Claudins play a unique role in regulating paracellular permeability. In order for claudins to effectively function, they need to be properly synthesized, transported to the cell surface and integrated into tight junctions. This includes a requirement for specific interactions with other claudins and other classes of transmembrane and cytosolic tight junction proteins. Unlike many other classes of junction proteins, claudins have proven difficult to analyze via traditional methods. In particular, they are limited in the ability to form highly stable, well defined assembly intermediates tractable to biochemical analysis. This is likely due to the inherent properties of claudins as highly hydrophobic proteins which form large complexes. Cis interactions within the complex are likely to be low affinity and dependent on local membrane composition, comparable to tetraspanins. However, once assembled into tight junctions, higher affinity trans interactions and scaffold protein binding predominate. Given this, in situ methods have proven useful to identify steps in claudin processing, with the caveat that they sometimes yield conflicting results. Any discordant results most likely reflect the roles that claudin heterogeneity and cell architecture have in regulating how tight junctions form and function and underscore the need for new approaches to study how claudins interact. For example, super resolution fluorescence microscopy was recently used to demonstrate that claudin-3 and claudin-5 assemble into tight junctions that have fundamentally distinct architecture at 20 nm resolution. Using this approach applied to double or triple labeled samples would help measure claudin fine structure in intracellular organelles and tight junctions.
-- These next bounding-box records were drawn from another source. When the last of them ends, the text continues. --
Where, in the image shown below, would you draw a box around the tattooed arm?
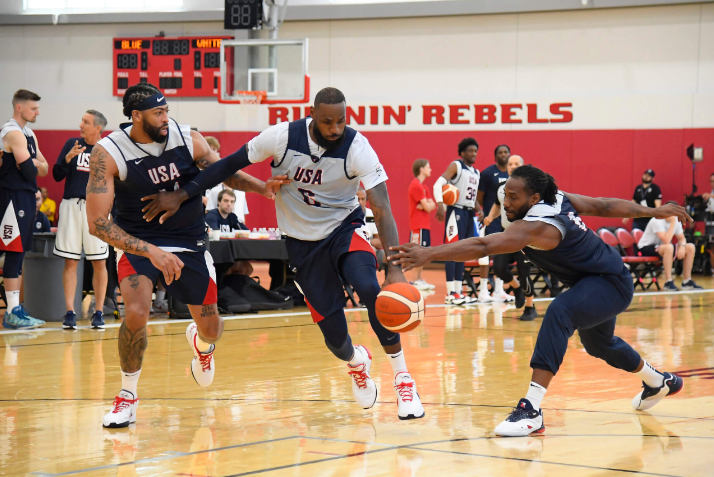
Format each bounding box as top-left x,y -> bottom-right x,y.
367,182 -> 407,285
86,144 -> 183,284
191,131 -> 289,199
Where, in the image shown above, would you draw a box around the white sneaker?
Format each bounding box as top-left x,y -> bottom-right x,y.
394,372 -> 425,421
632,373 -> 684,411
478,290 -> 493,303
186,323 -> 216,388
151,299 -> 169,313
444,292 -> 466,305
491,290 -> 516,302
347,345 -> 377,409
412,280 -> 436,290
495,398 -> 545,437
102,389 -> 139,427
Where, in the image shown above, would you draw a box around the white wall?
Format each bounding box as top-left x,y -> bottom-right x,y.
0,4 -> 714,130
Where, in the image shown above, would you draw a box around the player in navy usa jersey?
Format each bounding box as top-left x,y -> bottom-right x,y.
87,83 -> 279,427
0,89 -> 49,329
389,165 -> 691,436
142,88 -> 426,419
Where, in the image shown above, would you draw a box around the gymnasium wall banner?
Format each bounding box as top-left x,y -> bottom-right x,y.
268,102 -> 573,126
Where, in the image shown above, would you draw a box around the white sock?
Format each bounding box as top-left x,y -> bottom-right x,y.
349,346 -> 367,367
636,359 -> 664,388
451,280 -> 464,295
446,282 -> 454,295
387,350 -> 408,378
196,333 -> 212,353
5,290 -> 20,312
526,381 -> 548,411
121,370 -> 141,399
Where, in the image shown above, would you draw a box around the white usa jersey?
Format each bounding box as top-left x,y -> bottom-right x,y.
449,161 -> 481,209
248,117 -> 387,241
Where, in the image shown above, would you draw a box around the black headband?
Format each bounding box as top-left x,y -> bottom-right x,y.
132,93 -> 166,111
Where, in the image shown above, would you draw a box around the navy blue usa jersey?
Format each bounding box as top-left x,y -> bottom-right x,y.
0,119 -> 37,193
523,192 -> 624,287
98,119 -> 206,251
52,137 -> 94,199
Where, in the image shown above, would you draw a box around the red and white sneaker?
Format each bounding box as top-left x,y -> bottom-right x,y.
347,345 -> 377,409
394,372 -> 425,421
102,389 -> 139,427
186,323 -> 216,388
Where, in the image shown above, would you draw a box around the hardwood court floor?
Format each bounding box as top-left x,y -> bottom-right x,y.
0,272 -> 714,477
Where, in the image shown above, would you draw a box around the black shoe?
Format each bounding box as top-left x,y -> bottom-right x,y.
518,306 -> 538,321
92,311 -> 104,330
62,311 -> 77,330
511,287 -> 526,308
218,287 -> 250,313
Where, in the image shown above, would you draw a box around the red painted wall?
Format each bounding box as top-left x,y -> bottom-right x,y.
36,129 -> 714,244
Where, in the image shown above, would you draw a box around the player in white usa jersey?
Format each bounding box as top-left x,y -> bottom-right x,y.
147,88 -> 426,419
434,137 -> 491,305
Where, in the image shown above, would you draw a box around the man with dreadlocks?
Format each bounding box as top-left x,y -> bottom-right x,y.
86,83 -> 288,427
142,88 -> 426,420
389,165 -> 692,436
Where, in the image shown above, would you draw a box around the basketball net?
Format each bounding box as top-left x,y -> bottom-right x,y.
233,91 -> 268,104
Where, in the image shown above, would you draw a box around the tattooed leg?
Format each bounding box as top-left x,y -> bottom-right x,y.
188,303 -> 223,343
119,274 -> 153,373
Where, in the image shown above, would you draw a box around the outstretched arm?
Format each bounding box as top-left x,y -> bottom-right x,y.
387,220 -> 562,271
86,144 -> 183,284
565,193 -> 692,223
367,182 -> 407,285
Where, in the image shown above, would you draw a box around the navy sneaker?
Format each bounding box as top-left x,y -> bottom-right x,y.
682,278 -> 704,290
662,280 -> 679,291
495,398 -> 545,437
92,311 -> 104,330
632,373 -> 684,411
62,311 -> 77,330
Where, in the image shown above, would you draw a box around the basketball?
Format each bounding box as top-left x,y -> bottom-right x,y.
441,184 -> 459,205
375,283 -> 424,333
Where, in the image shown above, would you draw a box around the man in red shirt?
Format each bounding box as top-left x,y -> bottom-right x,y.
409,159 -> 436,290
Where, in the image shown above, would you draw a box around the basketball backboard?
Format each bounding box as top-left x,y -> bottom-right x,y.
218,38 -> 310,104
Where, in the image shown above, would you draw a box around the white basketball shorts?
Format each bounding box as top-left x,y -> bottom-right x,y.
53,199 -> 109,260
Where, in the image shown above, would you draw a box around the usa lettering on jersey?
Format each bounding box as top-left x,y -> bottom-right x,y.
148,162 -> 181,185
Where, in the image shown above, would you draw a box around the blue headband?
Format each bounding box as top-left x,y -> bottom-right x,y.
133,93 -> 166,111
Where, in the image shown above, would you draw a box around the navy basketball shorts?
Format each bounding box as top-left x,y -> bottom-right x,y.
444,206 -> 476,243
117,250 -> 218,305
409,229 -> 431,247
285,207 -> 377,323
0,189 -> 37,253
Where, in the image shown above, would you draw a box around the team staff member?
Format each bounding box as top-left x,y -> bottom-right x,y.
622,169 -> 662,231
637,204 -> 702,291
409,159 -> 436,290
40,187 -> 57,223
476,144 -> 513,301
206,189 -> 248,232
52,109 -> 109,330
0,89 -> 49,329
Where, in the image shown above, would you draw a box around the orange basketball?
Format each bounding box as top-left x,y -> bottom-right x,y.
441,184 -> 459,205
375,283 -> 424,333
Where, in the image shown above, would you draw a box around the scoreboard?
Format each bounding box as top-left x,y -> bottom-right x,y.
112,36 -> 232,97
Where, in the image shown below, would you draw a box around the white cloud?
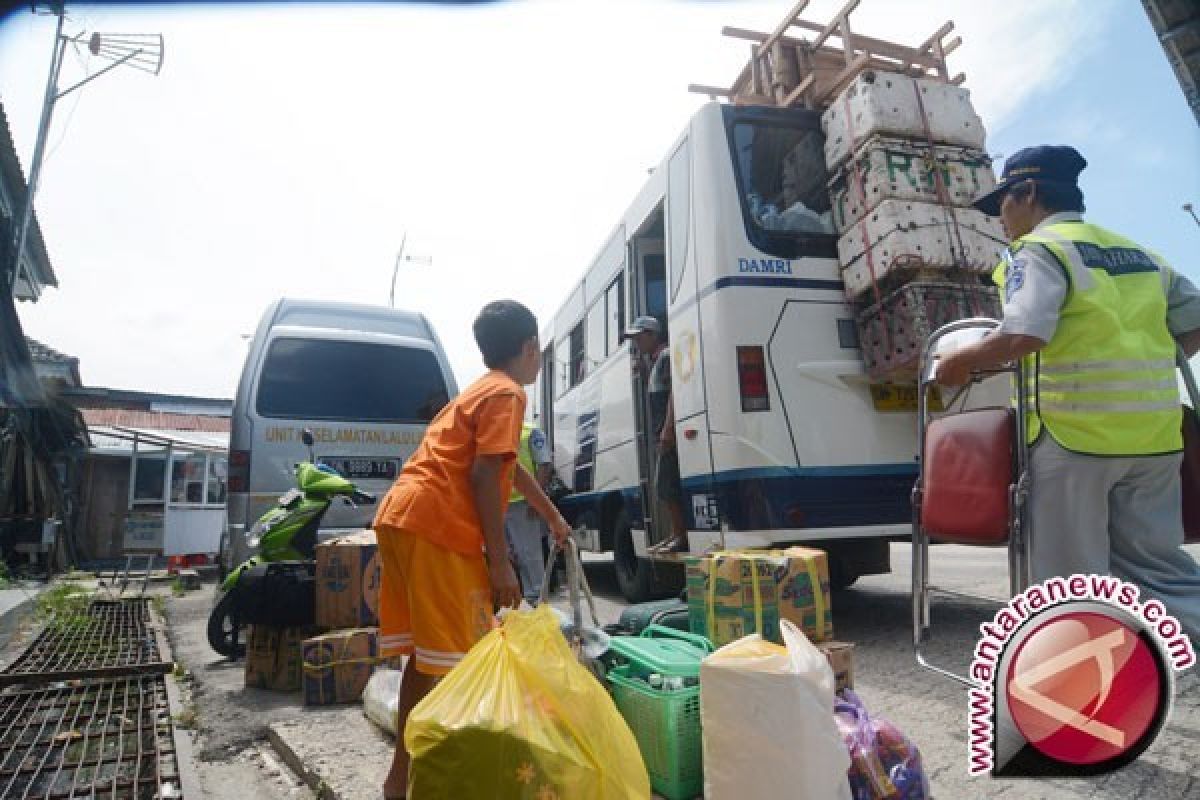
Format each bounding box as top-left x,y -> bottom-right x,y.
0,0 -> 1106,396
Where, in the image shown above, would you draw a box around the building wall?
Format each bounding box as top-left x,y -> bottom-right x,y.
80,456 -> 130,559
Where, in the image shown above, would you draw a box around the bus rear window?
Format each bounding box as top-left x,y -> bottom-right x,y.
257,338 -> 449,422
731,121 -> 836,258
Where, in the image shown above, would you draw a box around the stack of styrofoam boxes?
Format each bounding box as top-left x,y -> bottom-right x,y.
821,71 -> 1004,381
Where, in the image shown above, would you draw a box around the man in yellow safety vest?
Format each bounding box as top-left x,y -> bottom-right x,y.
504,422 -> 551,606
936,146 -> 1200,642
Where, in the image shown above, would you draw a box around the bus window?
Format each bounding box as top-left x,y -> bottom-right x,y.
731,113 -> 836,258
667,139 -> 691,299
605,272 -> 625,355
642,253 -> 667,323
583,302 -> 605,368
554,337 -> 574,397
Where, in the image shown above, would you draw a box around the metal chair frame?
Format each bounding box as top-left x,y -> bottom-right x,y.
912,317 -> 1034,686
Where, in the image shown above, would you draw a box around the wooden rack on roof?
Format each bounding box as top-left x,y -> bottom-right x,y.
688,0 -> 966,109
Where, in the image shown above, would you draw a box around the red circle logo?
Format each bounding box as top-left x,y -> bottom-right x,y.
1004,612 -> 1165,765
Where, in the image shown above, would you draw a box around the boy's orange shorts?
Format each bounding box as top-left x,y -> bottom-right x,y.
376,525 -> 493,675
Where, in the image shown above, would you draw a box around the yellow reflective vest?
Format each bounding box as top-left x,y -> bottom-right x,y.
509,422 -> 538,503
994,222 -> 1183,456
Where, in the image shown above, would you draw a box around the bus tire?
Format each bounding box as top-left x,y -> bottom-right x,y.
829,558 -> 860,591
612,509 -> 679,603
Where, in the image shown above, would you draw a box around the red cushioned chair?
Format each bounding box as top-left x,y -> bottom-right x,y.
912,318 -> 1030,685
1178,367 -> 1200,545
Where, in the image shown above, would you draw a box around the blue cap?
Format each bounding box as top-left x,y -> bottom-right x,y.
972,144 -> 1087,217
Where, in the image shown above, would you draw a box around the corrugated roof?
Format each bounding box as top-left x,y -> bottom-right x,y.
25,336 -> 79,365
88,425 -> 229,456
62,386 -> 233,416
1141,0 -> 1200,122
80,408 -> 230,433
0,103 -> 59,287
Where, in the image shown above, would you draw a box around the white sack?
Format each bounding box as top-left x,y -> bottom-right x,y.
700,620 -> 851,800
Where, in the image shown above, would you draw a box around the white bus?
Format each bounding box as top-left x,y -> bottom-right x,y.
533,103 -> 917,602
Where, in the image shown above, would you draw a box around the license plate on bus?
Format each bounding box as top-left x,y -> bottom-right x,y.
320,456 -> 400,481
871,384 -> 946,411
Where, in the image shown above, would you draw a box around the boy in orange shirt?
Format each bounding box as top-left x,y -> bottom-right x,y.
374,300 -> 570,798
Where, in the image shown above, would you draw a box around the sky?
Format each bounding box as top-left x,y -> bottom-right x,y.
0,0 -> 1200,397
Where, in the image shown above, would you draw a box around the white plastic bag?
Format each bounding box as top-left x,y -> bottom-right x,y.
362,669 -> 404,736
700,620 -> 851,800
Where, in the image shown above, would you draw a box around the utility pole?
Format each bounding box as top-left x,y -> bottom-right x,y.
388,230 -> 433,308
0,2 -> 163,299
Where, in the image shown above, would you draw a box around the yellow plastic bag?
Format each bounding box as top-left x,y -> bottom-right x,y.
404,606 -> 650,800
Moreover, as new claudin mutations associated with human disease are discovered, it is likely that there will be more instances where there will be an induced dominant negative effect as a result of interference with normal claudin transport and assembly. This could either be due to a lack of co-chaperone activity, as is the case in FHHNC or perhaps due to an induced novel interaction, as is the case in other classes of junction-associated disease. Defining stages of claudin olgomerization will likely provide control points with the potential for pharmacologic manipulation which either strengthen tight junction barriers to prevent tissue injury or to temporarily disrupt barriers as a route to drug delivery.